Restricted Application added a subscriber: Aklapper. · View Herald Transcript
Smalyshev triaged this task as Unbreak Now! priority.Jan 8 2019, 12:22 AM

@Gehel According to the discussion in https://github.com/blazegraph/database/issues/114, it might be possible to fix the journal. So let's not reload it until we have checked it.

Same happening with wdq8, 3 hours later. Something spooky is going on... Will talk tomorrow morning with Bryan from Blazegraph, not sure if it's possible to do anything till then.

Same happening with wdq8, 3 hours later. Something spooky is going on... Will talk tomorrow morning with Bryan from Blazegraph, not sure if it's possible to do anything till then.

I'm not touching wdqs100[78] yet, so that you have whatever is needed for investigation.
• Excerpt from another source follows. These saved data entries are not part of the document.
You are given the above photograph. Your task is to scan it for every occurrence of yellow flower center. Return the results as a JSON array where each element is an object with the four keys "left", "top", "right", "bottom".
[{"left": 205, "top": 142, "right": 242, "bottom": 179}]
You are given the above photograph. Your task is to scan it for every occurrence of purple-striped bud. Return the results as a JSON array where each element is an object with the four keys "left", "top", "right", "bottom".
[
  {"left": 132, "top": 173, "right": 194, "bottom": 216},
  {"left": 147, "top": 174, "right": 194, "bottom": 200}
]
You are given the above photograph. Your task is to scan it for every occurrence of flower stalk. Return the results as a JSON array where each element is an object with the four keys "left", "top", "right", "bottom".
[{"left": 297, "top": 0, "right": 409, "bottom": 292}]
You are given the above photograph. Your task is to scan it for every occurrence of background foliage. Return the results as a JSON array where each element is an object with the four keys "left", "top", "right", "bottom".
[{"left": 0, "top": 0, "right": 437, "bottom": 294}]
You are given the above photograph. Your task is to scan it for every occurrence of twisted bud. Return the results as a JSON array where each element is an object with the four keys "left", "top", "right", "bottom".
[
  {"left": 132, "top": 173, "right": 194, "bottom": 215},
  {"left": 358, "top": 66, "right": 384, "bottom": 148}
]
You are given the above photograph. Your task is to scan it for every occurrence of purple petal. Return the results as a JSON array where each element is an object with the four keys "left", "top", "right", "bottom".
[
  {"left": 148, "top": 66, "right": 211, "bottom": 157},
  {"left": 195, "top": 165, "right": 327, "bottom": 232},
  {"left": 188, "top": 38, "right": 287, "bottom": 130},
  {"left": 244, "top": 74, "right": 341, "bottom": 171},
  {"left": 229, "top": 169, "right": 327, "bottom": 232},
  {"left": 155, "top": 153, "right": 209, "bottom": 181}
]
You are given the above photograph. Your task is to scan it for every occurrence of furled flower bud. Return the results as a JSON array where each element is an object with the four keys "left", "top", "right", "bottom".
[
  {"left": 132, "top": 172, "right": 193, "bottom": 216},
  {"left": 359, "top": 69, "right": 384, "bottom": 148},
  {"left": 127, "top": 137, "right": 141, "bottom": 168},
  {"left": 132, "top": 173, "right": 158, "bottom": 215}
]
Addshore renamed this task from wdqs1007 database corruption to wdqs100[78] database corruption.Jan 8 2019, 11:51 AM
Addshore subscribed.

Long story short, the reason for the issue is that we've hit a hard limit on the number of allocators in Blazegraph. See https://wiki.blazegraph.com/wiki/index.php/FixedAllocators for details - there can't be any more than 256K allocators. We'll have to rearrange our data so that we use less allocators. Allocator usage can be seen under http://localhost:9999/bigdata/status?dumpJournal - looking at the servers show we have a lot of small allocator blocks used. We should re-arrange the data so that we don't use this much since it's a constrained resource and raising the limit is currently impossible in Blazegraph.
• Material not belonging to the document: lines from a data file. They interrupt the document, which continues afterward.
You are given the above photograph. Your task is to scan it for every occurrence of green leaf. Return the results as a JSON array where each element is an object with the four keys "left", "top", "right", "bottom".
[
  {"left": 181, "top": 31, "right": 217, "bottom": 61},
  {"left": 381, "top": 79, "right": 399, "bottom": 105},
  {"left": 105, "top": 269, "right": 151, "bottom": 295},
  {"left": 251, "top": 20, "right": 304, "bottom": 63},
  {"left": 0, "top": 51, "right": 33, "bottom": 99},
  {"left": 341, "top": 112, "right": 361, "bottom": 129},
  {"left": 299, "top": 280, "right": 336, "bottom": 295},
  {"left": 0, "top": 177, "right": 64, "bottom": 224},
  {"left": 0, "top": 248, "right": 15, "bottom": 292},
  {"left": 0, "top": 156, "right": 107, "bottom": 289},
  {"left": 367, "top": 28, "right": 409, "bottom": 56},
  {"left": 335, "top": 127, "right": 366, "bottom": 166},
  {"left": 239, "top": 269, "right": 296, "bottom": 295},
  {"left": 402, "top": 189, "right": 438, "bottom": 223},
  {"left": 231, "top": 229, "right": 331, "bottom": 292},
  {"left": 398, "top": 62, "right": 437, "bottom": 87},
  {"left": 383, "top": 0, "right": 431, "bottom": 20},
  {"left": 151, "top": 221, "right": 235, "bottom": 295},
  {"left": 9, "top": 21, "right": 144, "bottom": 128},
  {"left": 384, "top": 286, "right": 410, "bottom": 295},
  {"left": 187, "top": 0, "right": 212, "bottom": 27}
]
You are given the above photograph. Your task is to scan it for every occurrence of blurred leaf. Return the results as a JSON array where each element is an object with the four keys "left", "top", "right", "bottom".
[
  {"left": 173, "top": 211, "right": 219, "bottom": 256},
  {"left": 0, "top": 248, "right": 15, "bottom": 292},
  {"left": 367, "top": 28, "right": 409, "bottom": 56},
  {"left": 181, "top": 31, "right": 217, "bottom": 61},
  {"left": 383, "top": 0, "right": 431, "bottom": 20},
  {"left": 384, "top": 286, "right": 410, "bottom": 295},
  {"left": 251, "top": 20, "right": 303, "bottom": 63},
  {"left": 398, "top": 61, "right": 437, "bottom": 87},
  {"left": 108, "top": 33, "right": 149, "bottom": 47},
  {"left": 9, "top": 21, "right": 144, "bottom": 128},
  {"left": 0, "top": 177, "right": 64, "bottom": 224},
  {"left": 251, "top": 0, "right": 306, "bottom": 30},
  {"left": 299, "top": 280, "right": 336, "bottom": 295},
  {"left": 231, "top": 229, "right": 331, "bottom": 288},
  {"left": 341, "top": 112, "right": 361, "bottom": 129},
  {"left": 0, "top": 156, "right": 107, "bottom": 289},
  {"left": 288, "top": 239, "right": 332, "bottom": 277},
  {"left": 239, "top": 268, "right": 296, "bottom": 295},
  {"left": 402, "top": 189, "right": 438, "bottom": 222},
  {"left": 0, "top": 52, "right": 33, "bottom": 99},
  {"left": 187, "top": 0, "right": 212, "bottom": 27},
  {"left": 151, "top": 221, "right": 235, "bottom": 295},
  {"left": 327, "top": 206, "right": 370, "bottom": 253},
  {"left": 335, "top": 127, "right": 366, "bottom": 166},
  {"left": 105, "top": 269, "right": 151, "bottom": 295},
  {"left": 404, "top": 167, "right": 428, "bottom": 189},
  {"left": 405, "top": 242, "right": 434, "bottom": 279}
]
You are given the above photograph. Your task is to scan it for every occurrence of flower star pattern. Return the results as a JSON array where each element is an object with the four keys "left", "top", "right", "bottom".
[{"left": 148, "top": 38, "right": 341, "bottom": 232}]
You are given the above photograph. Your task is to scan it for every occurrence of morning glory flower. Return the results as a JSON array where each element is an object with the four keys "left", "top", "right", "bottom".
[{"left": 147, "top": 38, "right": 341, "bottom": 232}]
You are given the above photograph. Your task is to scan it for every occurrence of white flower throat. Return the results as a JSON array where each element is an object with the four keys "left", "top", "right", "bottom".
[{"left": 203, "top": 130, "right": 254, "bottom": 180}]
Action plan (tasks to follow shortly):

Immediate:

  • Copy database from wdq[345] to wdq7 and wdq8
  • Restore updates on wdq7 and wdq8
  • Collect allocator stats everywhere and see which servers are also in danger
  • Write an incident report

Sort-term:

  • Split category namespace into a separate instance of Blazegraph

Longer-term (will require data reload):

  • Disable "raw records" in Blazegraph
  • Consider inlining values & references
  • Consider setting INLINE_TEXT_LITERALS so short strings would be inlined, this doesn't use allocators
  • Check what other things could be inlined
Smalyshev claimed this task.

The servers are normal now, so I am closing this one and the rest will be done in T213210.